Very Common Scenario for me

I have several ASP.NET web projects that are based on NHibernate.  For the most part the web sites run decently fast.  Where there are problems, I find that enabling lazy loading seems to do the trick.  In one of my use cases, a user will want to download a dataset that has to be put together on-the-fly (or close to it) from several tables, including a table with > 42 million rows — and all the information in that large table has to go into it.  When the operation took several hours, I blamed NHibernate, or the database server.  I added indexes to the database — to no avail.  I stuck SQL Profiler on NHibernate to find out what time wasting activities it was doing — but NHibernate was behaving perfectly. 

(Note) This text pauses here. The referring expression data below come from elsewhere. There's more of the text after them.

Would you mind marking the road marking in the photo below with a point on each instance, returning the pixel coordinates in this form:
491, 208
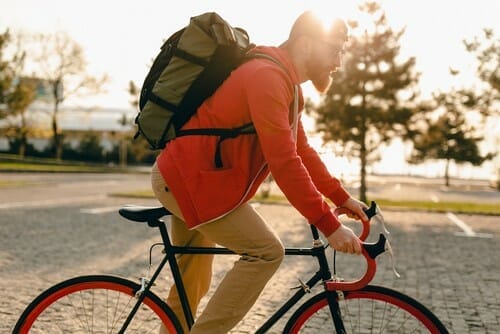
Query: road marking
434, 198
467, 230
98, 211
50, 202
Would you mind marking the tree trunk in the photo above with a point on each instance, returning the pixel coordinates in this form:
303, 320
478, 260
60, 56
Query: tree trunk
446, 173
363, 188
57, 137
123, 152
22, 145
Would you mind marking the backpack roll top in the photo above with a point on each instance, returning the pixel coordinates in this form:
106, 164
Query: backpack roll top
191, 65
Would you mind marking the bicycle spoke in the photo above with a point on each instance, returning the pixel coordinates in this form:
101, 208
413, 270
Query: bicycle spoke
376, 310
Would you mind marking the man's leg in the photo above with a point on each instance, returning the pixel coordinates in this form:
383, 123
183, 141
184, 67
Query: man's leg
196, 270
245, 232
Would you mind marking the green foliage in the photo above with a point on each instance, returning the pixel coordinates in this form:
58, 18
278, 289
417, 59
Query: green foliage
447, 135
372, 99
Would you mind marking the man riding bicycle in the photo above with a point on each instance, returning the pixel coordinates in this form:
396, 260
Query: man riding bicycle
210, 201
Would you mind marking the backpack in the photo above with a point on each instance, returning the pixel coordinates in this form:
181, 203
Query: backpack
192, 63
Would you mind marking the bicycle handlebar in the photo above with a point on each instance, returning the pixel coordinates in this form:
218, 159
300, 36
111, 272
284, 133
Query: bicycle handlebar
369, 250
370, 212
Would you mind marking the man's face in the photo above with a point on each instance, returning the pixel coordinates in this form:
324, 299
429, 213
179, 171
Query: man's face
324, 59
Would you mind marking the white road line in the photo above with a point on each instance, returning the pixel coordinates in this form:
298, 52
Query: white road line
467, 230
434, 198
50, 202
97, 211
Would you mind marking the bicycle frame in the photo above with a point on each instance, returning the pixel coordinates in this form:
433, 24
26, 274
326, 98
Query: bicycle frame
370, 251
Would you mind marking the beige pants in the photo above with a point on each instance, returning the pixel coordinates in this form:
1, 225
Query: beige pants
243, 231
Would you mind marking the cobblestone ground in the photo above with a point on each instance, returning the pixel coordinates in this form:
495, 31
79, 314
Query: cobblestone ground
457, 277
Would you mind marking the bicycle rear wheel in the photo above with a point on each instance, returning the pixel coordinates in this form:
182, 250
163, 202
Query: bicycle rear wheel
372, 309
95, 304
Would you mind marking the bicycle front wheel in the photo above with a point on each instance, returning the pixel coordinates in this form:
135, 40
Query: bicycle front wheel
95, 304
372, 309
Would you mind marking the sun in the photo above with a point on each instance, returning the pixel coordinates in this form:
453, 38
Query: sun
327, 11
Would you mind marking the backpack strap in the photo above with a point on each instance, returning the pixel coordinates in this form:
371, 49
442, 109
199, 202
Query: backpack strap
245, 129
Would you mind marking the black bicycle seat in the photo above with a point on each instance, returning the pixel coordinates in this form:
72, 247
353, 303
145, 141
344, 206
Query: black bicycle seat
143, 214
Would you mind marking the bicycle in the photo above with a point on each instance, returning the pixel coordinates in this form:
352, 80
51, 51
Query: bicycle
110, 304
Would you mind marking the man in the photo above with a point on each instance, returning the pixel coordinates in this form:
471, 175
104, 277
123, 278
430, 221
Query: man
210, 200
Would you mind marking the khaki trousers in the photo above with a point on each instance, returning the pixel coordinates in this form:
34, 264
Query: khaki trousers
244, 232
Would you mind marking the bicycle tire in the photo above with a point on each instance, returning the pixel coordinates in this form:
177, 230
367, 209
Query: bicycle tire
82, 305
372, 309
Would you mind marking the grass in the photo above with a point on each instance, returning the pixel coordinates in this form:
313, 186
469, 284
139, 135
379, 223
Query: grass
45, 165
34, 167
457, 207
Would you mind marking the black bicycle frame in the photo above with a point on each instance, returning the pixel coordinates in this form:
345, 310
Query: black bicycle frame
317, 251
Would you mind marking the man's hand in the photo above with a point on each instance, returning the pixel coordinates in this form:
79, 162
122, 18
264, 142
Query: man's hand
344, 240
357, 208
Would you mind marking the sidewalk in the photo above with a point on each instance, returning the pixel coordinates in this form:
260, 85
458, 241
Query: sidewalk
457, 277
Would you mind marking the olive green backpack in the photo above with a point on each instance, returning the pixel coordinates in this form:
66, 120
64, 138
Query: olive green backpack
192, 63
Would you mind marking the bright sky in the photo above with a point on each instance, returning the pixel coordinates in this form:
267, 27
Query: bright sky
120, 38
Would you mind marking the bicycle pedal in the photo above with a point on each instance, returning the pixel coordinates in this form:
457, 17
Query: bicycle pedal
302, 286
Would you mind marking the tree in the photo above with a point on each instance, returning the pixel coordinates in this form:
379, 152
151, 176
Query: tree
448, 136
5, 72
487, 52
17, 92
371, 100
62, 63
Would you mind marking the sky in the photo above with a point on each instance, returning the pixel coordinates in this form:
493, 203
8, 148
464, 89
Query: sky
120, 38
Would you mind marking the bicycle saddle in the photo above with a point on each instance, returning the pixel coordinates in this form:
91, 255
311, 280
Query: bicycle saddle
143, 214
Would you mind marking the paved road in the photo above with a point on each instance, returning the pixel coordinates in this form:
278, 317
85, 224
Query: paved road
64, 225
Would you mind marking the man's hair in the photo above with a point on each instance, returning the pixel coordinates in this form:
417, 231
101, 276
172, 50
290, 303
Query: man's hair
308, 24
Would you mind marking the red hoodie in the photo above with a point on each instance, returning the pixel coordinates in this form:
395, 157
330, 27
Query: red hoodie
259, 91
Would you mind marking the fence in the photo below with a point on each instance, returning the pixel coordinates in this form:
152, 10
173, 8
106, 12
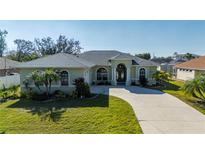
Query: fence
8, 81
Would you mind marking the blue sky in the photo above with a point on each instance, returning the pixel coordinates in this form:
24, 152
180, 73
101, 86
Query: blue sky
161, 38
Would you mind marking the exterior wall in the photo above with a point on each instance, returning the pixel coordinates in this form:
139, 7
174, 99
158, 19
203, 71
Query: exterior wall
167, 68
199, 72
128, 65
72, 75
93, 74
185, 74
150, 70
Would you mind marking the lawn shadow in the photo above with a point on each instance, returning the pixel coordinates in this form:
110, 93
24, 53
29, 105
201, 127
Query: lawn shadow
52, 110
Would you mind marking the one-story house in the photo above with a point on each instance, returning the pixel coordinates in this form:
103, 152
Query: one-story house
8, 66
169, 67
96, 67
190, 69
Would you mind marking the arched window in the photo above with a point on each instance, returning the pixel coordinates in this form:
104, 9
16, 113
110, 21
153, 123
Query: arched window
142, 73
102, 74
64, 78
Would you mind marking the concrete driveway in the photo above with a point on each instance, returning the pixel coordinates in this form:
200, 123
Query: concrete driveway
158, 112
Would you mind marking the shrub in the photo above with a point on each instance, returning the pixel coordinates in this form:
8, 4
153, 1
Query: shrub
59, 94
133, 83
82, 88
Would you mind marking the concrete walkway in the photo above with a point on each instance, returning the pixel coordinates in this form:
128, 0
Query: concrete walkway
158, 112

I turned on Performance Monitor and watched the CPU of my web server box and my db server box.  I was very surprised to find out that even as it pulled down the 42 million rows, the db server was just idling away while my web server was sweating bullets.  Clearly some code on my part had to be causing a bottleneck somehow.

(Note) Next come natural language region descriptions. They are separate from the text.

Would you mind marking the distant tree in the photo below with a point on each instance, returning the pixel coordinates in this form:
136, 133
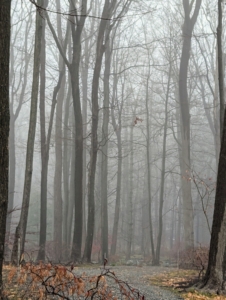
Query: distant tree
215, 275
187, 29
5, 6
22, 226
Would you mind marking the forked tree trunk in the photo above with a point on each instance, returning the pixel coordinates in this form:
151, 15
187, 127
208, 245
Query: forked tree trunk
214, 277
4, 123
94, 142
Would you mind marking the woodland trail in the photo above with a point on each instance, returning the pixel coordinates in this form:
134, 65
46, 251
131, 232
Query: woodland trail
139, 278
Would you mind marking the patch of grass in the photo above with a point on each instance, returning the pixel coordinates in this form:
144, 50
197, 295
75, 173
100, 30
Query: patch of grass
179, 281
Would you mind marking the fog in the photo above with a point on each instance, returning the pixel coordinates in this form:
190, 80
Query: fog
127, 133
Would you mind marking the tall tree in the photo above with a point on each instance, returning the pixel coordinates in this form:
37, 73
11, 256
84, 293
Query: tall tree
22, 226
187, 29
106, 14
215, 275
220, 63
5, 6
77, 24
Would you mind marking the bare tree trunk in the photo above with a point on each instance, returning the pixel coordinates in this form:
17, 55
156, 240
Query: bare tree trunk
118, 130
104, 152
188, 27
13, 118
22, 226
162, 187
94, 142
149, 167
4, 121
66, 168
129, 209
214, 277
220, 64
74, 67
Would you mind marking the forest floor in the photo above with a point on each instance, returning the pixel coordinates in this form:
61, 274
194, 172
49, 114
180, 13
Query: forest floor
155, 283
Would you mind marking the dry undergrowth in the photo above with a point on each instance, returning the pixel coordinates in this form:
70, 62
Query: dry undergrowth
179, 280
48, 281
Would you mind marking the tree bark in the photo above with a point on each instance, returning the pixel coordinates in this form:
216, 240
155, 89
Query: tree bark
22, 226
220, 64
188, 26
118, 132
214, 277
162, 187
94, 142
5, 6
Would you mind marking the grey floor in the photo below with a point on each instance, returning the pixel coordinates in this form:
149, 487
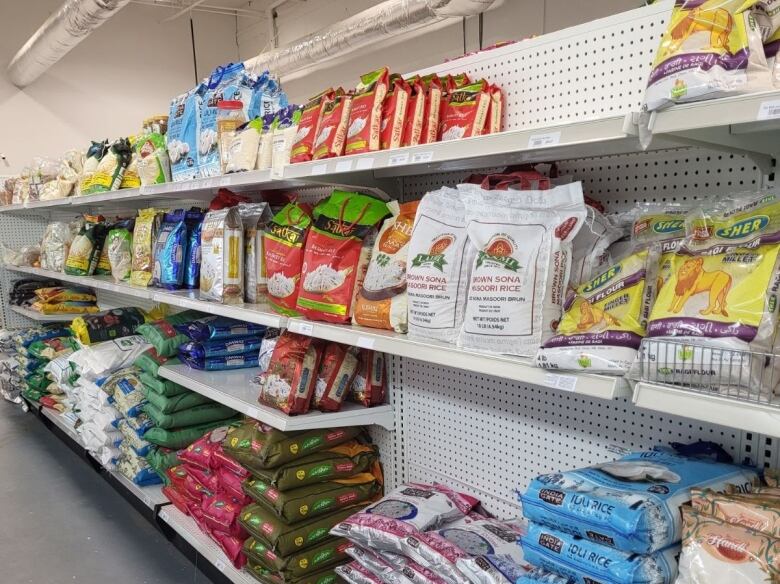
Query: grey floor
61, 523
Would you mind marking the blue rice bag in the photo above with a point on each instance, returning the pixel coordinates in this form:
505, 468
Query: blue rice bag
183, 131
169, 250
194, 222
585, 562
219, 327
245, 361
221, 347
632, 504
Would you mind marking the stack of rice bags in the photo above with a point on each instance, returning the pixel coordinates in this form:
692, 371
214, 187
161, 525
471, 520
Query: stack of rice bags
175, 416
301, 485
620, 521
431, 534
207, 486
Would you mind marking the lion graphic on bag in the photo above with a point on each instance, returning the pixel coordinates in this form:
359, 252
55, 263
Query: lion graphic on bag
718, 22
592, 316
693, 279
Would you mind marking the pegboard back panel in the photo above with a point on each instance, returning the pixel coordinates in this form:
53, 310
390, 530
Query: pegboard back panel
593, 70
491, 436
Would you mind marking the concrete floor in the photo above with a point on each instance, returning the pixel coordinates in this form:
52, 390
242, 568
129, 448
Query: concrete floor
61, 523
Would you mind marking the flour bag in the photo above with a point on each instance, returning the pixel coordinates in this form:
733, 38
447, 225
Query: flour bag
520, 273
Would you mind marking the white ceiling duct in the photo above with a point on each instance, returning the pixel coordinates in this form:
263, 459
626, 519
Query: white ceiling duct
381, 22
62, 31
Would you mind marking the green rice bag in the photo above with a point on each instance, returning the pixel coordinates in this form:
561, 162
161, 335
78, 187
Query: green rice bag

Then I turned on Ants Profiler.  I ran a small version of the several hour operation.  This one took about 30 minutes.  Ants Profiler pointed to about 5 lines of code that were executing several million times, and taking up (between the several lines it pointed out) about 95% of the time spent in the operation.  These slow operations were things like case-insensitive string comparisons and O(n) array searches.  These may go fast on short strings and arrays, but when they execute several million times, they apparently turn into the bottleneck of otherwise well-tuned code.  Having been shown the problem code, I very easily changed the string comparisons and arrays to hash table lookups and sorted collections.  Having invested a few hours in total to this optimization and having changed only a couple dozen lines of code (at most!), my app is now about 10x faster at executing that operation.  Sweet.

Synopsis

I like coding using best practices and good class models with business objects.  I like my code to be readable.  If I’m coding and I think of two ways to code, one readable, the other optimized, I’ll default to readable.  I’ll optimize only when I find that that code is what slows my app down, like in the case above.  Using code profiling tools such as Ants Profiler, I can very quickly find that problem code and fix it when I’m about finished with my app.